Canadian Foreign Minister Cannon quickly responded to the release of the Russian document, vowing that Canada would not let itself be “bullied” by Russia and would be “uncompromising” in defending its interests in the Arctic.
The increase of tensions between Canada and Russia comes in the context of melting Arctic Ocean ice, caused by global warming, and the recognition that this opens up immense new business and geo-political opportunities for the rival imperialist powers.
According to some estimates, the Arctic region could contain 25 percent of the global petroleum and natural gas reserves that still remain to be discovered. Because of the melting of Arctic ice, which is taking place much more rapidly than anticipated, the natural resources that lie under Arctic waters are becoming more and more accessible.
In an interview published on the website of NATO, Soren Grade, the defense minister of Denmark, another country with significant Arctic interests because of its possession of Greenland, makes explicit mention of the immense possibilities opening up for the bourgeoisie: “Due to the fact there might be a lot of oil in this area, it is very high on the agenda in all nations, because actually you can be pretty rich if there is a lot of oil and it belongs to you and you want to explore it. Maybe not today when the oil barrel is $40, but at $140 it could make a difference.”
The disappearing ice could also lead to the opening of new sea routes, such as the Northwest Passage, which links the Atlantic and Pacific oceans. If this route were to become largely free of ice and thus navigable by oil tankers and container ships, it would considerably cheapen commerce between north-east Asia and the principal markets of Europe and America by greatly reducing travel distances.
Since coming to power, the Harper government has made one of its central themes asserting the Canadian ruling elite’s interests and ambitions in the Arctic. It has announced billions of dollars in expenditures so as to develop a significant military presence in the region and acquire ice-breakers to patrol it. The construction of a new deep-water port is also envisaged, as well as new research centres.
Recently, the government launched operation Nunalivut (“land that is ours” in Inuktitut) with the aim of developing Canada’s military capabilities in the Arctic, such as ground and air surveillance patrols, and mapping the region, including and especially the floor of the Arctic Ocean.
In August 2008, Ottawa announced an investment of 100 million dollars over 5 years in the cartography of the Far North. In addition to providing information on the energy potential of the region, the mapping of the Far North will enable Ottawa to better support its jurisdictional claims over Arctic waters, which are to be adjudicated, along with those of the other Arctic Ocean states, by the United Nations beginning in 2013.
According to the United Nations’ Law of the Sea convention, every state has exclusive economic exploitation rights over natural resources found within 200 nautical miles (370 km) of its coasts, and can claim a further 150 nautical miles if it can be proven that the ocean floor up to this distance is an extension of a continental shelf. On this basis, Russia, which planted a flag in the middle of the Arctic Ocean in 2007, claims control over 37 percent of the waters and seabed of the Arctic Ocean.
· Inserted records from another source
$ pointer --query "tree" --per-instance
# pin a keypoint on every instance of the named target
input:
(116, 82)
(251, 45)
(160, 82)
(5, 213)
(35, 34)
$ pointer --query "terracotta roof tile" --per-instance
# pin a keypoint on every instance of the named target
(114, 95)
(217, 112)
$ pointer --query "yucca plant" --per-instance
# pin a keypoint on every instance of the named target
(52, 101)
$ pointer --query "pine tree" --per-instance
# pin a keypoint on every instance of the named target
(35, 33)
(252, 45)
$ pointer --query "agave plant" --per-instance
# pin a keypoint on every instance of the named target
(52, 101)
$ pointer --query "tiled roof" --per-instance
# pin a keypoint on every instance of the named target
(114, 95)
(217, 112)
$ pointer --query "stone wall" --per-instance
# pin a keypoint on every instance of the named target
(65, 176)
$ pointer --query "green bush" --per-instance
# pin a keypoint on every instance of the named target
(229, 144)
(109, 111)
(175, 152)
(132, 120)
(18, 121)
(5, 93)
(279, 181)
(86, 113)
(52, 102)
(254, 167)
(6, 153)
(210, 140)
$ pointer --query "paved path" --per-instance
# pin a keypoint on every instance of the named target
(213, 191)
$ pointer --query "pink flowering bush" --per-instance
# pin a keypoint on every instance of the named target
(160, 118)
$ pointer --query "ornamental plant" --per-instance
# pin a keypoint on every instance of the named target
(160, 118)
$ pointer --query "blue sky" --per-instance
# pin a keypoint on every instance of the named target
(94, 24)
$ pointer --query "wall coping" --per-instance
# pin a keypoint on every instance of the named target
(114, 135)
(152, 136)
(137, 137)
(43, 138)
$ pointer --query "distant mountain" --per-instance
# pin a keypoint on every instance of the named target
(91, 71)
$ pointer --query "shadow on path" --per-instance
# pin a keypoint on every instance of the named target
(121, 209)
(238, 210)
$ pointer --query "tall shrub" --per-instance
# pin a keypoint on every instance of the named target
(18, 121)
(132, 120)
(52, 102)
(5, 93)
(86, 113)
Canada’s aggressive response to Russia’s Arctic thrust has a double-purpose. It is meant to directly assert the ambitions of Canada’s capitalist rulers to a major share of the energy and mineral wealth of the Arctic. It is also aimed at indirectly advancing those ambitions by courting favour with the United States.
Ottawa wants to demonstrate to Washington that it can be a reliable ally in the Arctic and indeed that US efforts to block a resurgent Russia can be furthered by supporting Canada’s claims in the Arctic, including exclusive control over the Northwest Passage.
However, there are longstanding tensions and frictions between Canada and the United States over the Arctic. With their own interests in mind, the United States has rejected Canada’s claim to the Northwest Passage, insisting that these waters should be under international control, that is a sea-route open to all comers. There are also tensions between Canada and the United States regarding the division of the Beaufort Sea north of Alaska and the Yukon. The Beaufort Sea contains significant energy resources.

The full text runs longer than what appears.